Saturday, January 9, 2021

Disabling Legacy Authentication in Exchange Server 2019 with a DAG

If you have a DAG and you're using a frontend load balancer or DNS round robin, disabling legacy auth at the organization level will not work and will cause everything to go haywire. Be careful disabling legacy auth at the org level if you have a cluster. 


The article Disabling Legacy Authentication in Exchange Server 2019 walks you through disabling legacy authentication in your on premise exchange environment. Similar steps can be found on docs.microsoft.com.


It would appear that the steps are all well and good if you're only running only one on premise exchange server. If you're running a DAG cluster with multiple servers handling requests then things don't go as planned. If you disabled legacy authentication at the organization level it is my experience that authentication will only work if you're hitting the node in the cluster that contains the database that the user's mailbox resides on. If you hit the other node you'll get 401 authentication errors if you're watching the traffic in fiddler. You will also get some duplicate key exceptions in the event logs.  Existing outlook clients my flash the authentication dialog on the screen randomly, so quick you can't even really see it. If you try to create new profiles and you're hitting the wrong node then it won't work.


The issue seems to be that when requests are proxied between nodes then legacy authentication needs to be enabled. When you disable legacy auth at the org level it also disables legacy auth for the proxying connection. The solution is to enable legacy auth on the computer accounts of the exchange servers.

The way I did this was I created a authentication policy called "Allow Legacy Auth" which is the exact opposite of "Block Legacy Auth" in the articles above.

New-AuthenticationPolicy -Name "Allow Legacy Auth"

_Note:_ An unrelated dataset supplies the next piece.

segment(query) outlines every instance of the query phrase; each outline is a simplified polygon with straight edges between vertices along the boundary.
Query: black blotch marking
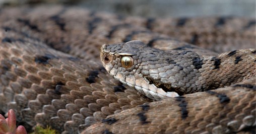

I then manually set msExchAuthPolicyLink on the exchange server computer objects in AD to use this new "Allow Legacy Auth" authentication policy. The way I did this was I set the authentication policy on a test user to the new "Allow Legacy Auth" policy and then I copied the value of the msExchAuthPolicyLink attribute from that user; pasting the value into the msExchAuthPolicyLink attribute on the exchange server computer object. It should look something like this:

CN=Allow Legacy Auth,CN=Auth Policies,CN=DOMAINNAME,CN=Microsoft Exchange,CN=Services,CN=Configuration,DC=DOMAINNAME,DC=com

You can do this with ADSIEDIT or AD users and computers snap in. Be sure to restart IIS on all your nodes after doing this.

Now when I disable legacy auth at the org level things actually work.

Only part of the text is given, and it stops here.